Torino sogna le Atp Finals fino al 2030

Il prossimo anno verrà decisa la sede delle Finals a partire dal 2026: la concorrenza è agguerrita, sia in Italia sia nel resto del mondo.

La partita, fuori dai campi da tennis e tra le scrivanie del governo dello sport è già iniziata. Tra un anno sapremo dove si disputeranno le Finals a partire dal 2026 e anche se la speranza che in molti iniziano a cullare sul prolungamento dell'esperienza torinese potrà avverarsi. Perché questo accada è però necessario che molte palline vadano a punto per usare una metafora tennistica. Anzitutto ci vuole che governo e Federtennis confermino la volontà di candidare l'Italia  predisponendo le coperture economiche. Poi ci vuole che Torino vinca la concorrenza di città come Milano e Bologna che hanno mostrato un interesse forte per l'evento. E infine è necessario convincere l'Atp che potrebbe essere tentata dalle sirene di piazze internazionali più ricche da un punto di vista economico.

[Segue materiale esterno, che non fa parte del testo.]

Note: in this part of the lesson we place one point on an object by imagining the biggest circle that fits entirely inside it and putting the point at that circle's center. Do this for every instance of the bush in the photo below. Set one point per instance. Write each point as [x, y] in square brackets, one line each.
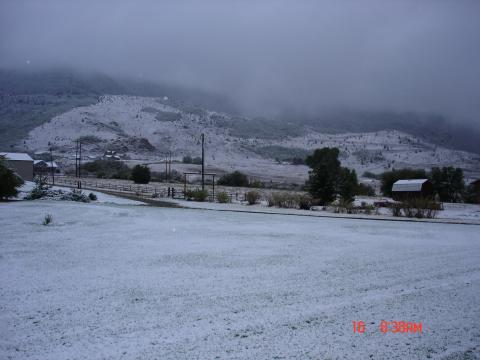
[252, 197]
[196, 195]
[9, 182]
[141, 174]
[419, 208]
[75, 195]
[345, 206]
[222, 197]
[448, 183]
[305, 202]
[370, 175]
[396, 209]
[289, 200]
[48, 219]
[39, 190]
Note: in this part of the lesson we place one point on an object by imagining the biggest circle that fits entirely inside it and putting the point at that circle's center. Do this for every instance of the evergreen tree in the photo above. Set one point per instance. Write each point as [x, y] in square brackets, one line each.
[9, 182]
[141, 174]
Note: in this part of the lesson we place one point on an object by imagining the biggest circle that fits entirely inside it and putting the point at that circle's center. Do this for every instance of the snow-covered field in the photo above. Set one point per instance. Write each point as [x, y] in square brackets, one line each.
[111, 281]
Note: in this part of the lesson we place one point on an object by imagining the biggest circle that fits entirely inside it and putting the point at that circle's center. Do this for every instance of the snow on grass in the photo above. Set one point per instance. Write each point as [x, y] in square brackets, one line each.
[113, 281]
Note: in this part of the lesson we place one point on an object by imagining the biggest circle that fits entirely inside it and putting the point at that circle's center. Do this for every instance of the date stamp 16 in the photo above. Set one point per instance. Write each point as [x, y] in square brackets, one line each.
[395, 327]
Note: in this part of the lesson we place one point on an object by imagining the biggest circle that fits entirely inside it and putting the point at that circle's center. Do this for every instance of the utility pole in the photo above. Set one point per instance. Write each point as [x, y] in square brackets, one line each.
[203, 162]
[76, 158]
[51, 166]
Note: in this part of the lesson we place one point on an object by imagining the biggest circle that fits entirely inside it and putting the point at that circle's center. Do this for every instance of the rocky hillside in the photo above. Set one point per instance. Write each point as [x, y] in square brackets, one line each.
[147, 128]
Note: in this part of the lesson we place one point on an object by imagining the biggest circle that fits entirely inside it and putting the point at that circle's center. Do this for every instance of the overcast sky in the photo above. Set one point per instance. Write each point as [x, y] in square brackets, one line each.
[266, 55]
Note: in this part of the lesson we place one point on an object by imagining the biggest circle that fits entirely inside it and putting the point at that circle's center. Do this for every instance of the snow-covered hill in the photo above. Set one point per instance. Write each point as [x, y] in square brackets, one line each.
[145, 129]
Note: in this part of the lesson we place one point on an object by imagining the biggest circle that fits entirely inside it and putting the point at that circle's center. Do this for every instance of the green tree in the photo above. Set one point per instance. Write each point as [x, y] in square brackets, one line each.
[141, 174]
[448, 183]
[347, 184]
[9, 182]
[324, 174]
[472, 193]
[388, 178]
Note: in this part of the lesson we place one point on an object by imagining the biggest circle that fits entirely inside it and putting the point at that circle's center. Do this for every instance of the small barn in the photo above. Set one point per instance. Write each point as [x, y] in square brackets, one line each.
[411, 189]
[21, 163]
[42, 167]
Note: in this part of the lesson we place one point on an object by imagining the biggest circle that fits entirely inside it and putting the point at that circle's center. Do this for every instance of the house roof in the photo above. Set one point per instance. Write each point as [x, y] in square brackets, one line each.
[16, 156]
[409, 185]
[45, 163]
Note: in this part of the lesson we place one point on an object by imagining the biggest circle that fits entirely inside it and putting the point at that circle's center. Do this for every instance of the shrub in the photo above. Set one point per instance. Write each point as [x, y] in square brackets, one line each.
[48, 219]
[396, 209]
[420, 208]
[196, 195]
[141, 174]
[39, 190]
[9, 182]
[305, 202]
[345, 206]
[222, 197]
[252, 197]
[75, 195]
[370, 175]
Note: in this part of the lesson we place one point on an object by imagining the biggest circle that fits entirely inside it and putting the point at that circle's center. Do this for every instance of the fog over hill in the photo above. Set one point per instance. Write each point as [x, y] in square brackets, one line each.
[30, 98]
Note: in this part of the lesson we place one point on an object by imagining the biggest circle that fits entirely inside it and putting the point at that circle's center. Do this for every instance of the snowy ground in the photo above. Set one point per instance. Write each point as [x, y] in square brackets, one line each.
[110, 281]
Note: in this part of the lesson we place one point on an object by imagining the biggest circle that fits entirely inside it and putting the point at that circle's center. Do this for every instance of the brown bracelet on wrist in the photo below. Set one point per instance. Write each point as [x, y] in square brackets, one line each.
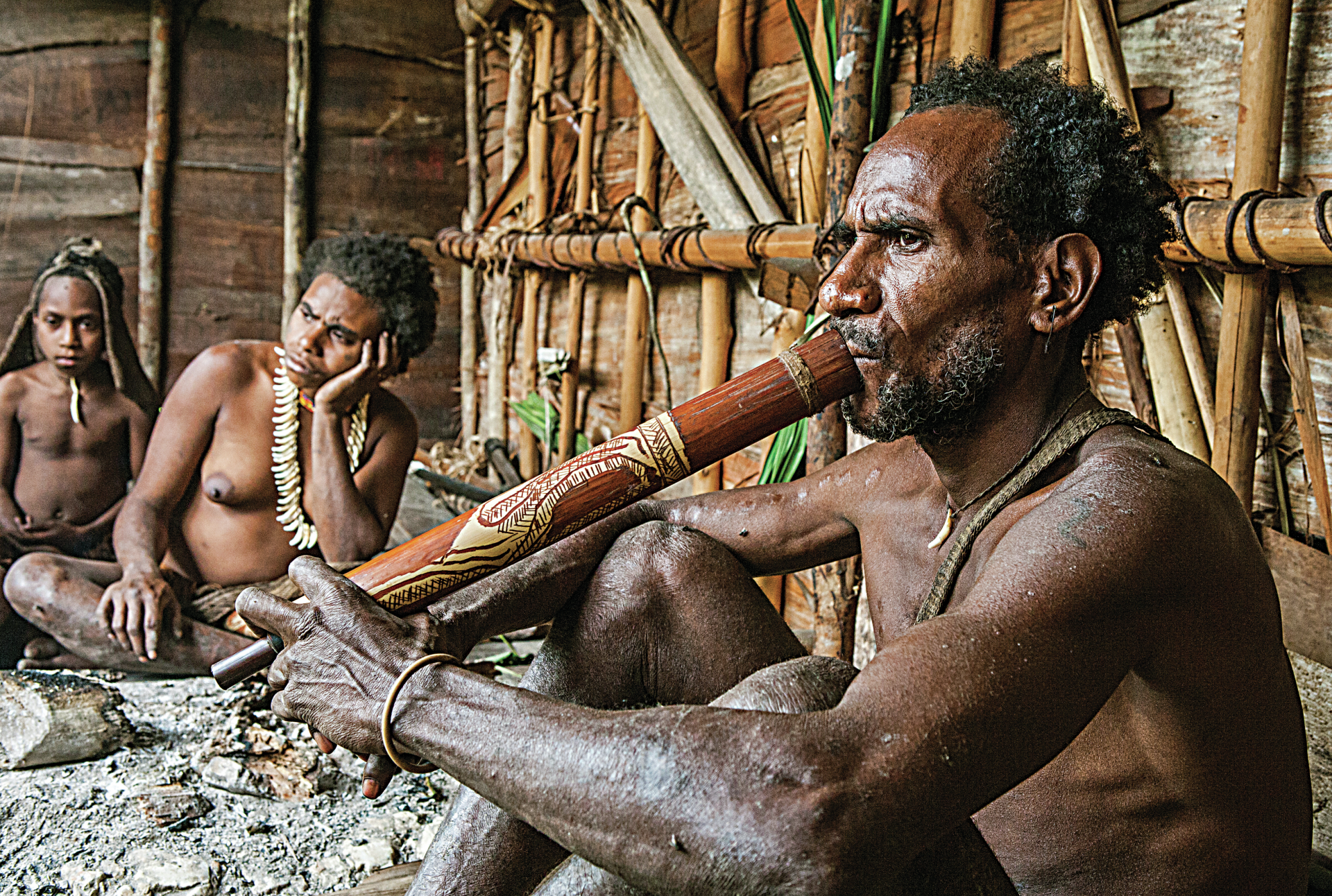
[385, 718]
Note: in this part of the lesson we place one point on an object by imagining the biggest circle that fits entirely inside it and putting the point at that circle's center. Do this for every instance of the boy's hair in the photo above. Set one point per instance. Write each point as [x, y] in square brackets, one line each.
[84, 259]
[391, 273]
[1070, 163]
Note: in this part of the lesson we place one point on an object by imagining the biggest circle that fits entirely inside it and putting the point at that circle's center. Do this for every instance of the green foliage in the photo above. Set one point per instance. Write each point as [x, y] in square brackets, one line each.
[543, 418]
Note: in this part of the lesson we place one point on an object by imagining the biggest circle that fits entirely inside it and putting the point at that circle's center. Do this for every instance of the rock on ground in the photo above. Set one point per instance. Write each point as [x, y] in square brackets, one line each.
[214, 796]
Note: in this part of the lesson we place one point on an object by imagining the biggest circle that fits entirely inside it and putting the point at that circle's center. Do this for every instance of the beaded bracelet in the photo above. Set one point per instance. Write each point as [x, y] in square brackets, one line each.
[385, 729]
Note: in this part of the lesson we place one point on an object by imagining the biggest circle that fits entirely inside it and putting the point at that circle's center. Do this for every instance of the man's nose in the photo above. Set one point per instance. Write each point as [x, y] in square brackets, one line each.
[848, 291]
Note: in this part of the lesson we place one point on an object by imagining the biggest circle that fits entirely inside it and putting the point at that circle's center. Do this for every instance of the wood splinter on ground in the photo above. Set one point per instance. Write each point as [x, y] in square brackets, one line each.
[49, 718]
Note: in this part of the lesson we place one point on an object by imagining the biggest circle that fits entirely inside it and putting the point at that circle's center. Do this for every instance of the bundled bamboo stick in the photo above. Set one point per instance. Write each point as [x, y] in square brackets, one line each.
[1258, 152]
[295, 182]
[538, 207]
[579, 280]
[635, 298]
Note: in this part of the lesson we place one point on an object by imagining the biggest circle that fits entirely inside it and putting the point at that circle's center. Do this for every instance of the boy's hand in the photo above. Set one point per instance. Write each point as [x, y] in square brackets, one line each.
[379, 363]
[135, 609]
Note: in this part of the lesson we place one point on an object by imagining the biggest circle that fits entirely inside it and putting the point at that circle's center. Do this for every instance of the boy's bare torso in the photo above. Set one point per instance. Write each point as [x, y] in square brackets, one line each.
[1183, 763]
[227, 531]
[68, 472]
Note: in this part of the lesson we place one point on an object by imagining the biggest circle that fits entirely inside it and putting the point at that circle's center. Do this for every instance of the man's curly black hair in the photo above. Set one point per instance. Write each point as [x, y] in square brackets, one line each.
[1070, 163]
[391, 273]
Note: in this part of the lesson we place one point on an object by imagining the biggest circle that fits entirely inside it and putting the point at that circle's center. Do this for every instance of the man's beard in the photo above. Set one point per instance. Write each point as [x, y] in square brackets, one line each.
[932, 408]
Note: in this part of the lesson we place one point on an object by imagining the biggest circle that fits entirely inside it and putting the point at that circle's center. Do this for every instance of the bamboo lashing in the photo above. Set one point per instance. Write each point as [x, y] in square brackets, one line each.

Tutti elementi che inducono il sindaco Lo Russo a guardare con interesse ma anche con cautela alla possibilità del prolungamento delle Finals oltre il 2025: “Certo molto dipenderà anche dall'attrattività che il territorio saprà avere sugli sponsor. Una discussione che rimbalza anche alla casa del tennis di Palazzo Madama dove si parla appunto dell'impatto delle sponsorizzazioni sportive sul successo degli eventi”.

Aggiunge l'avvocata Anna Saraceno, esperta di diritto commerciale: “Quel che certo è che Torino ha già iniziato a lavorare sull'eredità delle Finals, avendo nel taschino anche l'ipotesi di portare stabilmente sotto alla Mole un torneo Atp perché la presenza dei grandi della racchetta in città non resti solo una parentesi”.